Science tells me what's below my feet.  A rather thin solid crust, then the mantle and core of a unique planet that is horribly hot inside and that heat is only glimpsed through the eruption of an occasional volcano.  No souls are being tortured there at the behest of a vengeful cosmic ogre.  The "sky" has expanded considerably during the last century with the advent of modern telescopes, especially those in space.

"Imagine all the people living for today."

Today is all we really have.  The past is only memories that will fade away, except for the few that are recorded, and even those, like the records burned with the great library of Alexandria, can disappear at some point in the future.  What is to come may get here or it may not.  None of us have the guarantee that we'll survive until tomorrow.  The probability may be great, but there's no guarantee.  I'm doing my best to put these words into action.

"Imagine there's no countries, It isn't hard to do."

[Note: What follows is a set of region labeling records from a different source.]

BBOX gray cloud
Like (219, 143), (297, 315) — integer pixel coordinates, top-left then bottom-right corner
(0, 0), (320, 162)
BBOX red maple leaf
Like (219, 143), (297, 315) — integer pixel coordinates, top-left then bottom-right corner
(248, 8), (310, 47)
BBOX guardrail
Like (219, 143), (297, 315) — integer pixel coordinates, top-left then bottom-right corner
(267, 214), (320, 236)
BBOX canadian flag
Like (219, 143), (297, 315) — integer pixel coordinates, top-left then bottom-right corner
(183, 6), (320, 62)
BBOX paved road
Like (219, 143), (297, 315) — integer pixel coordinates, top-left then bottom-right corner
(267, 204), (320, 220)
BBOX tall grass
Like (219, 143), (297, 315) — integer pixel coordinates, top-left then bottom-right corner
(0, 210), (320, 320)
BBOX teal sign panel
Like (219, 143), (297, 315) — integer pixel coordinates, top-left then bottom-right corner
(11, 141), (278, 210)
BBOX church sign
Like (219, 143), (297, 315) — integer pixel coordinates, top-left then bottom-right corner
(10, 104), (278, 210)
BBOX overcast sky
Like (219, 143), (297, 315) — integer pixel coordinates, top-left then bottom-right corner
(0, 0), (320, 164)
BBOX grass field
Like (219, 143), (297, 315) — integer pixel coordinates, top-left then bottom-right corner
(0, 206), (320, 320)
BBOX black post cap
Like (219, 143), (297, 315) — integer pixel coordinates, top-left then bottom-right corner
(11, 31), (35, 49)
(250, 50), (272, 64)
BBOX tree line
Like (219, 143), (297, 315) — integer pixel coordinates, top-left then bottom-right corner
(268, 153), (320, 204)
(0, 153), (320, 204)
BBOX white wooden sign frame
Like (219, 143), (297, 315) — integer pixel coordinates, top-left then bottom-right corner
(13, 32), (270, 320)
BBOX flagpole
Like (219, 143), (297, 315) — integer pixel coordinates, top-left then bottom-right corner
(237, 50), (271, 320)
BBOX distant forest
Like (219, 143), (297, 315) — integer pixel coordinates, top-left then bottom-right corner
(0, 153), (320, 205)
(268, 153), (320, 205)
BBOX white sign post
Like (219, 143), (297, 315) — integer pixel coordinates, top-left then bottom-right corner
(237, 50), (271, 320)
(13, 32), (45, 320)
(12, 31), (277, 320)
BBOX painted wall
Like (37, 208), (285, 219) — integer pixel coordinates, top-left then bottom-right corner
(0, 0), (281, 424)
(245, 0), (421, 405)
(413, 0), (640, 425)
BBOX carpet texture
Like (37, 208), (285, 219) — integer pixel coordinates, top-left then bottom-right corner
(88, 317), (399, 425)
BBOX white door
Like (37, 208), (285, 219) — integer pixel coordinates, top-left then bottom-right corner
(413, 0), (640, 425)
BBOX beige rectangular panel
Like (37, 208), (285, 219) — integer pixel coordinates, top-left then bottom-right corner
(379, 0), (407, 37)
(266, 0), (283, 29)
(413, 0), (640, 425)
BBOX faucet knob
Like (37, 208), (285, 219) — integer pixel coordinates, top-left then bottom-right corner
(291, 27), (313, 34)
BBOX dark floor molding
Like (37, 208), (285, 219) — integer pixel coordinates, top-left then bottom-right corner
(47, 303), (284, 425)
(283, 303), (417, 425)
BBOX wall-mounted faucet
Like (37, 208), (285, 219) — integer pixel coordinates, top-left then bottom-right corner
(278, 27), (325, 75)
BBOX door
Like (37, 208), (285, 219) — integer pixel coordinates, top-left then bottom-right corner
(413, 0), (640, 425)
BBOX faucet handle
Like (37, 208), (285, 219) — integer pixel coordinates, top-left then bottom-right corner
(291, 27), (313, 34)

It is rather hard for me to do that.  I really don't think countries are ever going to completely disappear.  If they do, it would be far in the future.  I understand the sentiment, but don't expect the reality in my lifetime or in several lifetimes to come.

"Nothing to kill or die for and no religion too."

That would be wonderful, but before it could become reality, we would have to let go of politics as well as religion and just settle down to using hard reason and science to solve human problems.  That won't happen until we advance far enough to eschew individual, cultural and national selfish motives.

"Imagine all the people living life in peace."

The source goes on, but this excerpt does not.